On balance, applying the Graham analysis, we conclude that the use of force was not excessive in this case. Because no Fourth Amendment violation occurred, the district court properly granted summary judgment in the officers' favor.
In light of our holding, we need not reach the second step of Saucier's qualified immunity inquiry. However, were we to conclude that the force used was excessive, Jackson has not shown that the use of chemical irritants in overcoming resistance to a lawful arrest violated a clearly established constitutional right. A reasonable police officer could properly believe that the use of this level of force would not violate a clearly established constitutional right.

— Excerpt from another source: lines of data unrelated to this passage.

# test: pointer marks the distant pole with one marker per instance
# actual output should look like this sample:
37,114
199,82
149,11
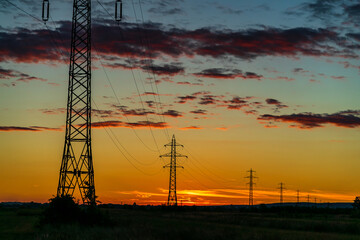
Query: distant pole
281,191
251,186
172,198
298,197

A municipality may be held liable under § 1983 "when execution of a government's policy or custom, whether made by its lawmakers or by those whose edicts or acts may fairly be said to represent official policy, inflicts the injury. . . ." Monell v. Dep't of Soc. Servs., 436 U.S. 658, 694, 98 S.Ct. 2018, 56 L.Ed.2d 611 (1978). See also Wallis v. Spencer, 202 F.3d 1126, 1136 (9th Cir. 2000). A supervisor may be held liable under § 1983 if he or she was personally involved in the constitutional deprivation or a sufficient causal connection exists between the supervisor's unlawful conduct and the constitutional violation. See Larez v. City of Los Angeles, 946 F.2d 630, 645 (9th Cir. 1991); Hansen v. Black, 885 F.2d 642, 645-46 (9th Cir. 1989).
Neither a municipality nor a supervisor, however, can be held liable under § 1983 where no injury or constitutional violation has occurred. See City of Los Angeles v. Heller, 475 U.S. 796, 799, 106 S.Ct. 1571, 89 L.Ed.2d 806 (1986) (holding "[i]f a person has suffered no constitutional injury at the hands of the individual police officer, the fact that the departmental regulations might have authorized the use of constitutionally excessive force is quite beside the point."); Grossman v. City of Portland, 33 F.3d 1200, 1203 (9th Cir. 1994) (same). Because Jackson's Fourth Amendment right to be free from excessive force was not violated, there is no basis upon which to find appellees liable for the alleged use of excessive force. The district court correctly rejected Jackson's municipal liability claim against the City of Bremerton and Police Chief DuFresne.